Dataset Statistics Reference - Narrative I/O Knowledge Base

This page is the definitive reference for dataset statistics — the column-level metrics the platform computes, their type compatibility, and the configuration API for controlling what gets computed and when. For background on what statistics are and why they matter, see Dataset Statistics. To configure statistics through the platform UI, see the configuring dataset statistics guide.

API endpoints

Method	Path	Description
`PUT`	`/datasets/{dataset_id}/statistics-configuration`	Create or replace the statistics configuration
`GET`	`/datasets/{dataset_id}/statistics-configuration`	Retrieve the current configuration
`DELETE`	`/datasets/{dataset_id}/statistics-configuration`	Disable statistics (stop computing)

All endpoints require a Bearer token with dataset write permissions.

Configuration schema overview

A statistics configuration has four top-level fields:

{
  "defaults": { ... },       // required — global stat selection
  "refresh": { ... },        // required — when to recompute
  "dataset": { ... },        // optional — overrides for dataset columns
  "rosetta_stone": { ... }   // optional — overrides for Rosetta Stone attributes
}

`defaults` (required)

The global stat selection applied to every eligible field.
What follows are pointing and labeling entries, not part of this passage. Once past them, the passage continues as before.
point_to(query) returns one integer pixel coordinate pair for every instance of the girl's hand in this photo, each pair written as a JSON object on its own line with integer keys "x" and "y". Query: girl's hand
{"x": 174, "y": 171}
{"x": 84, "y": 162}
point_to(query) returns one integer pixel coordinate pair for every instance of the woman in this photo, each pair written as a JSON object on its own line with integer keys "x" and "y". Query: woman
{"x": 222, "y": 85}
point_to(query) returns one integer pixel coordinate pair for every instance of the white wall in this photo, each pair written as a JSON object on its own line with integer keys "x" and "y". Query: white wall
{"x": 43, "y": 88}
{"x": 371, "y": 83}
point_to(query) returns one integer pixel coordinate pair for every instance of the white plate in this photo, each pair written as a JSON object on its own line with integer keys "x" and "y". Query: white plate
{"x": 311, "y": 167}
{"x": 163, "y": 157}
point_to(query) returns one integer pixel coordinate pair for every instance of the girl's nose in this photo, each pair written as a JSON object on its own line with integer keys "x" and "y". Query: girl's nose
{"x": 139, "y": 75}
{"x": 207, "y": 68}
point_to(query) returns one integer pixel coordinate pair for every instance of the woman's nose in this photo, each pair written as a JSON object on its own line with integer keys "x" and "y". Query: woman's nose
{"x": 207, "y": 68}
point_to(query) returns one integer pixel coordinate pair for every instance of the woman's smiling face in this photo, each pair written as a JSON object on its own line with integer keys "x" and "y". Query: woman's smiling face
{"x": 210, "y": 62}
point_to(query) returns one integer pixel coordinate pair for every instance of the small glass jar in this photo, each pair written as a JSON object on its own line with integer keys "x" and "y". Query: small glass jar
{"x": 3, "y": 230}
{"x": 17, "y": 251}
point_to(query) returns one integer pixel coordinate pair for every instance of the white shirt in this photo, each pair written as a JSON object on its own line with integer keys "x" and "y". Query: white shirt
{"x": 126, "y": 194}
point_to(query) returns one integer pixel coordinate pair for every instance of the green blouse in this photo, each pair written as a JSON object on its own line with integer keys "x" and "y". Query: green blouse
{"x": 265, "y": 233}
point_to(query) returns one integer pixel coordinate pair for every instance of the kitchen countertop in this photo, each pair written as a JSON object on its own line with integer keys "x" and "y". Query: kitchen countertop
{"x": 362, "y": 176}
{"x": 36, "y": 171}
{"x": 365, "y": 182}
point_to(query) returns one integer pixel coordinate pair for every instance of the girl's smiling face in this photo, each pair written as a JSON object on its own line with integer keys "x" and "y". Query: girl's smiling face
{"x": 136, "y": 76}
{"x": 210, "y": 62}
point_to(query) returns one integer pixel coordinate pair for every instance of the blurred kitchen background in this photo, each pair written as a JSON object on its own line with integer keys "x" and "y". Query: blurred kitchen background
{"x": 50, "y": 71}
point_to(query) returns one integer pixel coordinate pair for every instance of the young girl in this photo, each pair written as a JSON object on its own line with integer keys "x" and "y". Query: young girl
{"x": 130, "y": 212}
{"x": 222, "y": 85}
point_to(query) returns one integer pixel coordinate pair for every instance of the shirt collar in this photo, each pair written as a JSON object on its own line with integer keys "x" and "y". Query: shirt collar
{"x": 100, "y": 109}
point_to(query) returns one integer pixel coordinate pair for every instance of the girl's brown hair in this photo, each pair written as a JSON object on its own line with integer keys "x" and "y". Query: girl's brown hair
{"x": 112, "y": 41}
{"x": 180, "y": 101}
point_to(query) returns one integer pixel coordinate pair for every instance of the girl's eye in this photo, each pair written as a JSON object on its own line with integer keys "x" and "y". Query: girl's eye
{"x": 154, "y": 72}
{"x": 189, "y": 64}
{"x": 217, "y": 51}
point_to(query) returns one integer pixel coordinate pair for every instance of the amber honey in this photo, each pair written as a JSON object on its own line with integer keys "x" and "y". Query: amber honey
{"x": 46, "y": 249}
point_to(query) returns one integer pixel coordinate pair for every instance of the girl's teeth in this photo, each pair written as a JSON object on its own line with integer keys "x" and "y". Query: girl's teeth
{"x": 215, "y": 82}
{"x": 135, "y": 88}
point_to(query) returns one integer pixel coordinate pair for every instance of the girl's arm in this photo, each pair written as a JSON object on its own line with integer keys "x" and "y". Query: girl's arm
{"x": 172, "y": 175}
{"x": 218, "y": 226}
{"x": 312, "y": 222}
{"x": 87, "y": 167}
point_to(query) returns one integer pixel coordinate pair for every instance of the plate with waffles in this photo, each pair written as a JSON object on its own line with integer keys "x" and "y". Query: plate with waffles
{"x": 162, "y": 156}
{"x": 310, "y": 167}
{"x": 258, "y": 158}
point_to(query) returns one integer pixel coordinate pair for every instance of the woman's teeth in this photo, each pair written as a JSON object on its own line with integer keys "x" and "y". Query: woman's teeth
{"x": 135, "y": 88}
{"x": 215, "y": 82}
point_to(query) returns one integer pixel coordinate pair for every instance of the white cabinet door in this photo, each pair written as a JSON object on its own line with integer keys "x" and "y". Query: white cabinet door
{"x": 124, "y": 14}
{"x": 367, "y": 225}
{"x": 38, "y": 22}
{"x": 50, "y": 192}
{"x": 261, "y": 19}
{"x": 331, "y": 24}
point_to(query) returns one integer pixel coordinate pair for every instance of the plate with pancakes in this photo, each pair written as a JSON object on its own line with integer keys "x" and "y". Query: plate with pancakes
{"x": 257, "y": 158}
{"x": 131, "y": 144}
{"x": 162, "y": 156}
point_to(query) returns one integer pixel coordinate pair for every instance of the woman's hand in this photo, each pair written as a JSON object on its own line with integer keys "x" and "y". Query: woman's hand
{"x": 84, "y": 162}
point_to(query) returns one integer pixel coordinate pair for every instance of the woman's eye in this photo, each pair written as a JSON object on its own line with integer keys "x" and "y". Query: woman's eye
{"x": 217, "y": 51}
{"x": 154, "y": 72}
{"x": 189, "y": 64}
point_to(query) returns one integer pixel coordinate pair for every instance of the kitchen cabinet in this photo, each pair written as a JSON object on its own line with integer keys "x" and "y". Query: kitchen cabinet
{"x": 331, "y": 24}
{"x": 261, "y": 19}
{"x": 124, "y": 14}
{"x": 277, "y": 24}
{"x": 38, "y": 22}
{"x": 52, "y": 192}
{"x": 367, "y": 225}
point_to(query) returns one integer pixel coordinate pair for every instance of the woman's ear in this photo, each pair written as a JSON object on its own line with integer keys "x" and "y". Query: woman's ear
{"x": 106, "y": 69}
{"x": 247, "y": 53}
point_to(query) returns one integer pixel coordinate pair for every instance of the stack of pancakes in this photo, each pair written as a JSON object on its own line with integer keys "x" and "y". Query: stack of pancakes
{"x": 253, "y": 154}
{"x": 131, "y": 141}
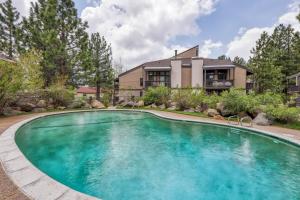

Must include enabled_stats — there is no parent to inherit from at this level.

{
  "enabled_stats": ["value_count", "null_value_count", "histogram"],
  "stat_options": {
    "histogram": { "max_bins": 100, "overflow": "truncate" }
  }
}

`refresh` (required)

Controls when statistics are recomputed. Exactly one trigger type:

Trigger	Payload	Behavior
`cron`	`{ "trigger": "cron", "cron_expression": "0 0 * * *" }`	Recompute on a UTC cron schedule
`on_update`	`{ "trigger": "on_update" }`	Recompute whenever dataset data changes
`manual`	`{ "trigger": "manual" }`	Only compute on demand

`dataset` and `rosetta_stone` (optional)

Namespace-level overrides. Each namespace has:

scope — overrides defaults for all fields in this namespace
fields — per-field overrides for individual columns/attributes

At least one of scope or fields must be provided if the namespace is present.

Supported statistics

Each statistic is computed per column. The computation column shows the underlying SQL-level operation.

Stat name	Description	Computation
`value_count`	Total number of non-null values in the column	`COUNT(column)`
`null_value_count`	Number of null values in the column	`COUNT(*) - COUNT(column)`
`nan_value_count`	Number of NaN (not-a-number) values — floating-point columns only	`COUNT_IF(IS_NAN(column))`
`lower_bound`	Minimum value in the column	`MIN(column)`
`upper_bound`	Maximum value in the column	`MAX(column)`
`approx_count_distinct`	Approximate number of distinct values, using HyperLogLog for efficiency on large datasets	`APPROX_COUNT_DISTINCT(column)`
`count_distinct`	Exact number of distinct values	`COUNT(DISTINCT column)`
`histogram`	Frequency distribution of values across distinct buckets	Aggregation over value frequencies
`mean`	Arithmetic mean — numeric columns only	`AVG(column)`
`standard_deviation`	Population standard deviation — numeric columns only	`STDDEV(column)`
`completeness`	Ratio of non-null values to total rows (0 to 1)	`COUNT(column) / COUNT(*)`

approx_count_distinct and count_distinct cannot both appear in the same enabled_stats list. Choose one. See Conflicting Distinct Count Methods.

Type compatibility matrix

Not all statistics apply to all data types. The table below shows which statistics are computed for each type.

Type	Supported statistics
`DoubleType`	All 11: value_count, null_value_count, nan_value_count, approx_count_distinct, count_distinct, lower_bound, upper_bound, histogram, mean, standard_deviation, completeness
`LongType`	10 (all except nan_value_count): value_count, null_value_count, approx_count_distinct, count_distinct, lower_bound, upper_bound, histogram, mean, standard_deviation, completeness
`StringType`	8: value_count, null_value_count, approx_count_distinct, count_distinct, lower_bound, upper_bound, histogram, completeness
`TimestampTzType`	8: value_count, null_value_count, approx_count_distinct, count_distinct, lower_bound, upper_bound, histogram, completeness
`BooleanType`	6: value_count, null_value_count, approx_count_distinct, count_distinct, histogram, completeness
`ArrayType`	2: value_count, null_value_count
`ObjectType`	2: value_count, null_value_count

DoubleType is the only type that supports nan_value_count, since NaN is a floating-point concept. mean and standard_deviation are limited to numeric types (DoubleType and LongType). lower_bound and upper_bound require ordered types (numeric, timestamp, or string).

Inheritance model

The configuration uses a layered inheritance chain:

defaults → namespace scope → field override → nested node overrides

Two distinct rules apply:

1. Stat set (`enabled_stats`) — all-or-nothing replacement

When a level provides enabled_stats, it completely replaces the parent’s stat set. There is no merging.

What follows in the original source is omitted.